The company Polar, which is one of the largest companies in Venezuela, is helping set prices in a way that makes goods really inaccessible to many Venezuelan consumers, and also participates in the speculation. So they, themselves are kind of cashing in and these are often companies that support the Venezuelan opposition. I think one thing we have to recognize, and this is what I tried to show in my videos going to a supermarket in the upscale Altamira neighborhood in Caracas, or going to a luxury shopping mall in Chacao, which is another district in Caracas that’s an opposition stronghold, is that capitalism is robust in Venezuela and two thirds of the economy is controlled by private finance and capital. What the government has been able to do is a very limited intervention. You could call it democratic socialism, but it certainly isn’t this Marxist-Leninist, communist takeover of an entire economy.

PAUL JAY: Just to add to the sanctions, the seizing of Venezuelan public wealth, the gold deposits in England, Citgo in the United States. I saw Mark Weisbrot has a report, I think today, on a massive reduction in oil production because the sanctions have simply cut down the ability to export oil.

MAX BLUMENTHAL: Yeah. I mean, we’re talking at least six billion dollars in assets since Barack Obama bizarrely declared Venezuela a national security threat in March 2015. Six billion in oil assets; they’ve lost that much. You mentioned the Bank of England refusing to return $1.3 billion in gold assets. I think we saw Citibank is now saying that it’s going to sell off Venezuelan loans. We’re seeing U.S. withholding five billion dollars of medical supplies, according to Maduro. This is the money that the Venezuelan government uses to buy medical supplies to combat scourges like malaria that we have seen spreading in the western areas of the country. So this is an attack on Venezuelans of all classes. The U.S. is threatening to sanction Visa and MasterCard, which towards the end of my trip in Venezuela, I relied on my MasterCard just to basically buy food, because I’d run out of cash. So there’s simply no denying that these sanctions, contrary to the what the U.S. government is saying, are affecting Venezuelans at all levels, while the U.S. is selling them as simply an attack on Maduro and his inner circle.

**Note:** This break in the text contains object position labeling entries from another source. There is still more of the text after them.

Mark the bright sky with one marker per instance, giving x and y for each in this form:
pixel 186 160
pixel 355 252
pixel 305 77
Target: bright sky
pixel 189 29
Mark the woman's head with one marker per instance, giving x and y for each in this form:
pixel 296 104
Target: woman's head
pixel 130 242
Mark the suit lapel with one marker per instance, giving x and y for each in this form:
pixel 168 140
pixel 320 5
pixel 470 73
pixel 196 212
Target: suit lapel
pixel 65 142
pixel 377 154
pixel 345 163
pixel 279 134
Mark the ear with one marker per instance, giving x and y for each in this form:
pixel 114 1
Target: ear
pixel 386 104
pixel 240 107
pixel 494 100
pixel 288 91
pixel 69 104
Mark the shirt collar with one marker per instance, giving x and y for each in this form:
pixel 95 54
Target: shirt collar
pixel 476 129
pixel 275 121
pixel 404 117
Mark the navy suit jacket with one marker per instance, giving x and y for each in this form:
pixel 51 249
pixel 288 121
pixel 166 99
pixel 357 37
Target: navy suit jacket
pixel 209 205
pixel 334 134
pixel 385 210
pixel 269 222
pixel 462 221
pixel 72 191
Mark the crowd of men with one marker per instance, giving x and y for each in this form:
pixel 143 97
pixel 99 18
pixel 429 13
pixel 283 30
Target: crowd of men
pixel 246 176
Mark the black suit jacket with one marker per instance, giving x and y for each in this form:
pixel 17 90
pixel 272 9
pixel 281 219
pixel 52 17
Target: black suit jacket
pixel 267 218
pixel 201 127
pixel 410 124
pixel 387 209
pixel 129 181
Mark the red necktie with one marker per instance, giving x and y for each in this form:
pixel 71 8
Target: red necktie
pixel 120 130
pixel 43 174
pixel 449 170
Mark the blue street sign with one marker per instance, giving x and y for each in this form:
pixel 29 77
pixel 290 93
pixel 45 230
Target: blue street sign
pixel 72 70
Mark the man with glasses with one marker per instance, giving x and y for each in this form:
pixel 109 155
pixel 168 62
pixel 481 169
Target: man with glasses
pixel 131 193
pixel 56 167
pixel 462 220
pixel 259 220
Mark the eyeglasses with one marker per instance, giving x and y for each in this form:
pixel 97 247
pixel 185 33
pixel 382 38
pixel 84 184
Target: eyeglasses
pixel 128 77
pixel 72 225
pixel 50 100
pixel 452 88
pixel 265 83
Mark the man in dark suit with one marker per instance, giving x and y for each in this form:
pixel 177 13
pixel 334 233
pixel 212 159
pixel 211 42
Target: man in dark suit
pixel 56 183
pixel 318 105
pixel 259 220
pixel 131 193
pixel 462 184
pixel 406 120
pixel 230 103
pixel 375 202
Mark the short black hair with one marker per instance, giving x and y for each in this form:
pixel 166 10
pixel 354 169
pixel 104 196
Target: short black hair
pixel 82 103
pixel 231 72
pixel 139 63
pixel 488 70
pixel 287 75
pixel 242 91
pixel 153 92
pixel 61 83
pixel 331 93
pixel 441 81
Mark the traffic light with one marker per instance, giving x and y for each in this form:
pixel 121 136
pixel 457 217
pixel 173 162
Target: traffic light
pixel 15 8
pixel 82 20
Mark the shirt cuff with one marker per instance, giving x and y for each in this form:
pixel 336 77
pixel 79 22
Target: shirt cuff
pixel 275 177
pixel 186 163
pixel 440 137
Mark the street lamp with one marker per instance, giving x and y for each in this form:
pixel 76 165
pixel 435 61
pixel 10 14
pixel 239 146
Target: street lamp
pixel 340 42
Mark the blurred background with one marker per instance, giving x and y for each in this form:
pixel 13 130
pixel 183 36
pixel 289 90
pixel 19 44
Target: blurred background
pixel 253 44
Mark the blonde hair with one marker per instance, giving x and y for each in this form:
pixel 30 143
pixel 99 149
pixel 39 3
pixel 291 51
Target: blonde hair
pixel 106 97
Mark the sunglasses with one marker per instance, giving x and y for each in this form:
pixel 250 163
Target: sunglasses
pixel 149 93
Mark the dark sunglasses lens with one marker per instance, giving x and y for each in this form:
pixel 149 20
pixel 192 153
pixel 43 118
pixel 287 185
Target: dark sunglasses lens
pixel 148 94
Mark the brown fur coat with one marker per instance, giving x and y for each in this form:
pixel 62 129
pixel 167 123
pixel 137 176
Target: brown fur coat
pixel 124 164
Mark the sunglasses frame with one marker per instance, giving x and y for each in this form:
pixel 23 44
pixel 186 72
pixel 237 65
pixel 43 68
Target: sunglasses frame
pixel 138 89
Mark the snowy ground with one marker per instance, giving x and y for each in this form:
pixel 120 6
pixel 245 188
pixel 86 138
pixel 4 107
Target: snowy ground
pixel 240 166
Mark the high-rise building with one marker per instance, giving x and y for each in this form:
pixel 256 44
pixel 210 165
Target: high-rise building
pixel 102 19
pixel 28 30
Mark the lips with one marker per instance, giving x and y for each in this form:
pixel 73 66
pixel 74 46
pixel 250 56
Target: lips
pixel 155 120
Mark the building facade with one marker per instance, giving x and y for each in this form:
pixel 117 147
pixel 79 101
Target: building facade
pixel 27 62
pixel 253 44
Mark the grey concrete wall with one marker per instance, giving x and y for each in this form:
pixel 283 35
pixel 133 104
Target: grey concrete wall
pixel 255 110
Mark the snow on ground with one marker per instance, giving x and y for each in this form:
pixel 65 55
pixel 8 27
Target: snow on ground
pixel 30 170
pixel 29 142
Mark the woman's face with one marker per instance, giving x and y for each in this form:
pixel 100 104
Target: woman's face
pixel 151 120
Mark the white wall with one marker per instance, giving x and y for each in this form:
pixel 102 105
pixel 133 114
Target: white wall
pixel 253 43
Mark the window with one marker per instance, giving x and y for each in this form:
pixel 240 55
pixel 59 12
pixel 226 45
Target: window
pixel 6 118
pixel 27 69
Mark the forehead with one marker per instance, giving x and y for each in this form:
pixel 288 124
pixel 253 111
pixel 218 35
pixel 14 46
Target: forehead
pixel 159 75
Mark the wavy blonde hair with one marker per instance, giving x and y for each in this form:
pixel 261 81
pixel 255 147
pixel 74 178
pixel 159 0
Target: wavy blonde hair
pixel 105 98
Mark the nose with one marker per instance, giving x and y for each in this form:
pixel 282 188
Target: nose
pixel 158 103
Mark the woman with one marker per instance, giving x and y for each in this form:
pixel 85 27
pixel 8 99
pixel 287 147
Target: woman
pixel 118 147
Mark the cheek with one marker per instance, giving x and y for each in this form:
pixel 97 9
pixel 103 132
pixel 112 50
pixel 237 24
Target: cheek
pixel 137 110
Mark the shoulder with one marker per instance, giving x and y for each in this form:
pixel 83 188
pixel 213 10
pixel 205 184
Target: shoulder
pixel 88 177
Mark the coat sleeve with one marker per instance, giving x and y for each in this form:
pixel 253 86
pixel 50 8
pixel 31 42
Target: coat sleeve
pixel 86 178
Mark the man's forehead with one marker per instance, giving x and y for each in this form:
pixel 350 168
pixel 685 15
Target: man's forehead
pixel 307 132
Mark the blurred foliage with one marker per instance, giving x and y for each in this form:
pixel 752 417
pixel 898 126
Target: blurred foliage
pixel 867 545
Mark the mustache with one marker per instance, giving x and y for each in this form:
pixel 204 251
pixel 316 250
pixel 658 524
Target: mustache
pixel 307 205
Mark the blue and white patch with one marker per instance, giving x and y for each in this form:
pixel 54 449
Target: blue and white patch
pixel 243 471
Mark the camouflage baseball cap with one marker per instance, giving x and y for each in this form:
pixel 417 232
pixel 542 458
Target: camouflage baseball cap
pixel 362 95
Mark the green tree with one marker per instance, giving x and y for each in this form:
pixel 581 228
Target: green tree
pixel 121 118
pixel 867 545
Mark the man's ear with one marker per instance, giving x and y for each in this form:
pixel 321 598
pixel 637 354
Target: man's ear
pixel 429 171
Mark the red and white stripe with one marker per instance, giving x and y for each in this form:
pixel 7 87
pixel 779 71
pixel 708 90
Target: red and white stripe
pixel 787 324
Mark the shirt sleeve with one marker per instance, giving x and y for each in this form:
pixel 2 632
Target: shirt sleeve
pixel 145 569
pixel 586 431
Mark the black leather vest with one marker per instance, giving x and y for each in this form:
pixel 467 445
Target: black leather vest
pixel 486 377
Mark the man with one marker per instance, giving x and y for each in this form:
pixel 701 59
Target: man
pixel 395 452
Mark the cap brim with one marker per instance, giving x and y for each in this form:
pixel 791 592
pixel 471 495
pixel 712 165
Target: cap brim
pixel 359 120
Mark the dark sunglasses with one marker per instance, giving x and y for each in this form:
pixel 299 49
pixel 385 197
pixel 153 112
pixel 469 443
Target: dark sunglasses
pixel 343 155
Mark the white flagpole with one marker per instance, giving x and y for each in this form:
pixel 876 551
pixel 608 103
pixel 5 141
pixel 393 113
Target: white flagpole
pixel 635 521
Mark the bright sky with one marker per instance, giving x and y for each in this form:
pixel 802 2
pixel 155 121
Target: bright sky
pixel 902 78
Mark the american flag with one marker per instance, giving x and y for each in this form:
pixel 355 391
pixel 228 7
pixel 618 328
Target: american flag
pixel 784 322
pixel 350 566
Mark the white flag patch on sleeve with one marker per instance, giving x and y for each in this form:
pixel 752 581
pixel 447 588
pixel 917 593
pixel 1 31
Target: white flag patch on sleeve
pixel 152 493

And I want to point to kind of one comment that was actually made to me by Nicaraguan President Daniel Ortega when I interviewed him that I find so relevant to this situation, which is that when the U.S. first came in to sanction Nicaragua, they applied the Magnitsky Sanctions, which are sold as targeting the inner circle of rogue regimes. And what Ortega told me was that the Magnitsky Sanctions made the business community in Nicaragua terrified of doing business with anyone or any entity connected to the government and it’s what laid the basis for the coup attempt, the sort of soft coup attempt in Nicaragua, where the business community lined up with the Nicaraguan opposition when many of many business leaders had previously been on Ortega’s side. So that’s what Obama’s sanctions initially did in 2015, was to pit the business community against the Venezuelan government. And now were seeing, under Trump, just an all-out attack on the financial sector and the Venezuelan economy and its ability to interact with the global economy on any level.

PAUL JAY: All right. Thanks for joining us, Max.

MAX BLUMENTHAL: Thanks for having me.

PAUL JAY: Thank you for joining us on The Real News Network.